Unit 1 Describing Data

2.5 Measures of Position

Percentiles


Percentiles divide a data set into 100 equal parts. In general you can say that P% of the data falls BELOW the Pth percentile.

To find the percentile that corresponds to a specific data entry, x:

The percentile of \(x=\frac{\text { number of data entries less than } \mathrm{x}}{\text { total number of data entries }} \times 100,\) and then round to the nearest whole number.


  1. Use the data to calculate percentile of the given test scores:
    32 49 53 57 61 64 65 65 67 68
    71 72 73 75 79 80 83 85 90 93

    1. Percentile of 53 = \(\frac{2}{20} \times 100=10th\) percentile
    2. Percentile of 64 = \(\frac{5}{20} \times 100=25th \) percentile
    3. Percentile of 71 = \(\frac{10}{20} \times 100=50th\) percentile
    4. Percentile of 75 = \(\frac{13}{20} \times 100=65th \) percentile
    5. Percentile of 90 = \(\frac{18}{20} \times 100=90th \) percentile
    6. Percentile of 80 = \(\frac{15}{20} \times 100=75th \) percentile


  2. Five Number Summary and the Box Plot


    Quartiles
    measures of location, denoted Q1, Q2 (Median), and Q3, which divide a set of data into four groups with about 25% of the values in each group.

    5-Number Summary:

    Minimum, Q1, Median, Q3, Maximum

    A chart showing the percent of data in each quartile.  There are four equal-size areas of 25% each.  The first quartile goes from the minimum data value to Q1.  The second quartile goes from Q1 to the median data value, the third quartile goes from the median to Q3, and the fourth quartile goes from Q3 to the maximum data value.
    Inter-Quartile Range (IQR):

    The range of the “middle” 50% of the data is called the interquartile range.
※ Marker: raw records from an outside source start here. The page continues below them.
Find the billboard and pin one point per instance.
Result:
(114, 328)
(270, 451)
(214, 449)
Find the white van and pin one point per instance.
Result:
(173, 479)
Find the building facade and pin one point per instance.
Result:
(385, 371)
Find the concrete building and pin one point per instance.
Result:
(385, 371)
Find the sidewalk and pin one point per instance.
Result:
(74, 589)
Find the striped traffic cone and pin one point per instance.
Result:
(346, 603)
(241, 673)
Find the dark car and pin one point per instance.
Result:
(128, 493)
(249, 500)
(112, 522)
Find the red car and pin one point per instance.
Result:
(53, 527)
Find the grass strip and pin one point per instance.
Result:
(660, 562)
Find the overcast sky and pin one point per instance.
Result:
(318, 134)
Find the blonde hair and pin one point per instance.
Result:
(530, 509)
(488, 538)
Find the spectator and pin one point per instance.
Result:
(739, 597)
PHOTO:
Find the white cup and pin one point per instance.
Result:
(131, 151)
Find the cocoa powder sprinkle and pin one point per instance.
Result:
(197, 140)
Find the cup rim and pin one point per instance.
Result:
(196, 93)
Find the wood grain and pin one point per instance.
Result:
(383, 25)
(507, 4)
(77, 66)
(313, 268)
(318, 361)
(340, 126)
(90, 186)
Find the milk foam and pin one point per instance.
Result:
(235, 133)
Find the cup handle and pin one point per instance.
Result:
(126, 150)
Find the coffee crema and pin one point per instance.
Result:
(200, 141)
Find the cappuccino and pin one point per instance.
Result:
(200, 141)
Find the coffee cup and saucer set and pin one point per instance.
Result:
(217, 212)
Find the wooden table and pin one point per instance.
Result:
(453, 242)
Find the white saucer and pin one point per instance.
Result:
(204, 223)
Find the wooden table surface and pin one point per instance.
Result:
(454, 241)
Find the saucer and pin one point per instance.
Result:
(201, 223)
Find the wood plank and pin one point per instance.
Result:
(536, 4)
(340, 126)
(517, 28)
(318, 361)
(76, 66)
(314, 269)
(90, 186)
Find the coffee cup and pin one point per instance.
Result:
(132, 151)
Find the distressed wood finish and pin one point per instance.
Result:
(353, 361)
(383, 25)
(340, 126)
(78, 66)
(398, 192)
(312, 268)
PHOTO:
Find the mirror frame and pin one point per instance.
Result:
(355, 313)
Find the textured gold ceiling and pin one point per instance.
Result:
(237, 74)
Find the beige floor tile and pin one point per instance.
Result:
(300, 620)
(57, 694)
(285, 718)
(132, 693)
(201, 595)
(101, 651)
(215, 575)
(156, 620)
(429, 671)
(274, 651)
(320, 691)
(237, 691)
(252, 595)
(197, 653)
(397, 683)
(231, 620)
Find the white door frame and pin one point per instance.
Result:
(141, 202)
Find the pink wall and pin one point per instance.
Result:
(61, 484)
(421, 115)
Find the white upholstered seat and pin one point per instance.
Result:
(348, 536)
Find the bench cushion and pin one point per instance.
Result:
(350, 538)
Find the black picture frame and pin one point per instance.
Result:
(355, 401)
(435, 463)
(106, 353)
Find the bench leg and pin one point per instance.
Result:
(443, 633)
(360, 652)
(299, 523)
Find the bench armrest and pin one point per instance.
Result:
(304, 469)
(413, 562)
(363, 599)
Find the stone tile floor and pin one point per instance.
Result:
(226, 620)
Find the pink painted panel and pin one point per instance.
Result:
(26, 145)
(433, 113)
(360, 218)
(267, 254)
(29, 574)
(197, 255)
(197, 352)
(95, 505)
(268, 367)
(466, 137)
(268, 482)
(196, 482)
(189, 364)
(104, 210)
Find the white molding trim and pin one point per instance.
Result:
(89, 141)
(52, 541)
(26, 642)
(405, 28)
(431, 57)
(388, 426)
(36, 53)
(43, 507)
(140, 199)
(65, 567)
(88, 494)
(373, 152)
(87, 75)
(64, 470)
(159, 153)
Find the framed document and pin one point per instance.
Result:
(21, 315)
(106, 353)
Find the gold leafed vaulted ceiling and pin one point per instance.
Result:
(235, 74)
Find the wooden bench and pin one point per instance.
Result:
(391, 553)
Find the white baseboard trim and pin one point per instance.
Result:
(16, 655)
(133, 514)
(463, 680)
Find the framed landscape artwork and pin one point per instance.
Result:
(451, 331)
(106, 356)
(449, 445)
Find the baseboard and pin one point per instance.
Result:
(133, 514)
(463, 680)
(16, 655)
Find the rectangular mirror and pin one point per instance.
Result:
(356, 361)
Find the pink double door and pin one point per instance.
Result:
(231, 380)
    A chart showing the percent of data in each quartile.  There are four equal-size areas of 25% each.  The first quartile goes from the minimum data value to Q1.  The second quartile goes from Q1 to the median data value, the third quartile goes from the median to Q3, and the fourth quartile goes from Q3 to the maximum data value.  The Inter-Quartile Range (IQR) is shaded on the graph between Q1 and Q3, which is the IQR.

    Outliers:

    are observed values that lie an abnormal distance from other values in a random sample from a population. In our course, outliers will be defined as data values outside the boundaries of the max and min outlier critical values.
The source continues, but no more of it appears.